Von einer collagen Poesie

Georg Büchner ist doch ein Weltdichter, der gehört doch allen, ist unser aller Poesie. Der ist doch in einem ganz großen Umfang schon Gemeinschaftspoesie. Da haben doch schon ganz viele Köpfe und Hände hineingeschrieben, weitergeschrieben. Da wo diese ins menschliche springt, kämpft, die eigene Eitelkeit auflöst. Den Eiter aus den Metaphern des Gewissens von Herz wie Seele, Geist und nous abfließen läst. Die Reparatur des menschlichen ermöglicht und Selbstbestimmt in Gang setzt. Setze auch hier ein Erbe, Mensch. In die Universen der Gehirne und Planeten zukünftigen Lebens. Papierdrachen, Teufel, Bestien, Banker, Habsüchtige; ihr ward schon immer Verlierer am satten Tisch, bedient, beopfert. Ein faulendes Fleisch das sich mit Eisenkraft und Mechanik dreht im Weltgeschehen.
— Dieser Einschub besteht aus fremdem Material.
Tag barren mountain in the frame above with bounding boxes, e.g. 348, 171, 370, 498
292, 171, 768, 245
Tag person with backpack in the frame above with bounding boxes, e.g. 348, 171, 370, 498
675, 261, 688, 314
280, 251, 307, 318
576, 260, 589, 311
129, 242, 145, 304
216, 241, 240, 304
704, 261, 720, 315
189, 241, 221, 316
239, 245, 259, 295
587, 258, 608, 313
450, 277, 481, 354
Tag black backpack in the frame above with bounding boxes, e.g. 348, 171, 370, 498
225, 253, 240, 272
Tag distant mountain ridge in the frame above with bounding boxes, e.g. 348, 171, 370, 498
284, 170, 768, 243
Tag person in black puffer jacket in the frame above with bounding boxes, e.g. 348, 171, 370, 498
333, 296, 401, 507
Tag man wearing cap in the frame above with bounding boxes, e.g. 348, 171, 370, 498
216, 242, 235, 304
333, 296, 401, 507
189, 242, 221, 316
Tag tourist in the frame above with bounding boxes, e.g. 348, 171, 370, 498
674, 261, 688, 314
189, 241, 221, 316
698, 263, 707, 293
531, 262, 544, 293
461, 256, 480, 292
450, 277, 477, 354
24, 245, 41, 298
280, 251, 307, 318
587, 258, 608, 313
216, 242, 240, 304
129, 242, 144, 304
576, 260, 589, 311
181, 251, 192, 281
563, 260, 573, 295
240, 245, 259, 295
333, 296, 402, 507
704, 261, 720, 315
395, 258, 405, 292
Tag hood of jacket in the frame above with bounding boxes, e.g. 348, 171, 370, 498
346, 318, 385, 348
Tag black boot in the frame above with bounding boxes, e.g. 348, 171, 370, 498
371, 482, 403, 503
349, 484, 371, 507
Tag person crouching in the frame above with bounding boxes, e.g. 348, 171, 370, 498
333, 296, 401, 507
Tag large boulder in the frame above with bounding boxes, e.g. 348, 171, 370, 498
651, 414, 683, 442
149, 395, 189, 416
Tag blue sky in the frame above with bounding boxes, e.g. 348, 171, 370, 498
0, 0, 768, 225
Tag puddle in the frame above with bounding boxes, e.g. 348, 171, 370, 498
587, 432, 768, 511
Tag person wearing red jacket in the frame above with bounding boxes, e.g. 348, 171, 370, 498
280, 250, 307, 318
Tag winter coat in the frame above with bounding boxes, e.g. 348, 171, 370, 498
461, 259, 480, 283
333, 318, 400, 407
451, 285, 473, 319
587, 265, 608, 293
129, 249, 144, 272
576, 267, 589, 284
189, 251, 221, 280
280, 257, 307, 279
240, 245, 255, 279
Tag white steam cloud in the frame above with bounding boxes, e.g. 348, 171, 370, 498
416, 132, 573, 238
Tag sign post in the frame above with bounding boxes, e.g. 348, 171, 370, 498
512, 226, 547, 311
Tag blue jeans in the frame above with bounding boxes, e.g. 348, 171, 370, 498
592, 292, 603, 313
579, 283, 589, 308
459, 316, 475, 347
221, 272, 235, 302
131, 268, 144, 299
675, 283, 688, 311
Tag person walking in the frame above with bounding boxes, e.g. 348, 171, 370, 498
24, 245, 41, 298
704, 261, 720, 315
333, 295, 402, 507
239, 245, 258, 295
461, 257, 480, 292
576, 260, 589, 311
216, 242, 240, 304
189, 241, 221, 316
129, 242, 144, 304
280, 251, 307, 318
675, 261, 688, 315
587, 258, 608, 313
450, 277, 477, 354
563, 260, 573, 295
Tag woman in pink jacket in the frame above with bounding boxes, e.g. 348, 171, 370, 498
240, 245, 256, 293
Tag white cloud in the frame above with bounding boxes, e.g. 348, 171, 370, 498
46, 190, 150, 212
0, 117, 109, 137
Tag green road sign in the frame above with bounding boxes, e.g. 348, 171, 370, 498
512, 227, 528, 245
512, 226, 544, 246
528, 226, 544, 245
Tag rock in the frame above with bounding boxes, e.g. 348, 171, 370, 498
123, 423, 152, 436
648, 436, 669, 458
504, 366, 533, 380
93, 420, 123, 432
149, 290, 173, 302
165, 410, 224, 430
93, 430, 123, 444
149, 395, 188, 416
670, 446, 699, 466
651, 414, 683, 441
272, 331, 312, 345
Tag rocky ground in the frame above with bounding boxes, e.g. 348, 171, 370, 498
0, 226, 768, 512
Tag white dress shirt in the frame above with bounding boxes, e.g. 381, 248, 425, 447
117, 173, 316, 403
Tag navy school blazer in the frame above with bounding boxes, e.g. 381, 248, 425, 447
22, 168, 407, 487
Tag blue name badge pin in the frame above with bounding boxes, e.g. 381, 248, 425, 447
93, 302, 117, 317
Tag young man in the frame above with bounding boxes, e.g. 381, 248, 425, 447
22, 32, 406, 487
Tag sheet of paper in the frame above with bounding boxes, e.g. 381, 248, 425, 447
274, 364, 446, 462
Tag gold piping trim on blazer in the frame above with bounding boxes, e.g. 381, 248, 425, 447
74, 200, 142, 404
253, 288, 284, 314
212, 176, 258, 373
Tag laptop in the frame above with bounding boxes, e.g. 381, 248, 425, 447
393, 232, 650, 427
Eine Sonne stürzt und alles schmilzt.

Da ist doch das Fragment vom Woyzeck. Der schreit doch noch nach Erlösung. Der will doch noch Mensch werden. Der will doch kein tragischer Mörder bleiben. Da müssen doch noch Überheblichkeiten stürzen. Da sind doch Fragen. Wer da Konkurrenz eröffnet, ist der Poesie nicht würdig. Es ist die Solidarität in Menschlichkeit die hier Anker wirft. Es ist die Zuversicht zum Menschenrecht vor den Menschen das da wird ein Himmelreich auf Erden, der Mensch sich reinigt von einer Schlacke. Die ganze wahre menschliche Poesie erwächst aus sich da hin. An den Fragen sollten wir uns entwickeln. Wir alle. Auch die Bestien unter uns. Glaubt nicht Ihr siegt Bestien, menschlich geschminkt, mit euren Schriften, geschmiedeten Gesetzen. Soldatisch bewacht. Werbetafeln voller Lügen. Nein. Ihr läst töten, ihr tötet immer nur das Einzelne. Heimtückisch. Moralisch verlogen. Das Ganze der Menschlichkeit wird euch verdauen, ausblähen. Im Wind hinfort, im All erfrorn, hin fort. Nicht einmal die Einsamkeit tut weh, da Nichts mehr weiß von Euch.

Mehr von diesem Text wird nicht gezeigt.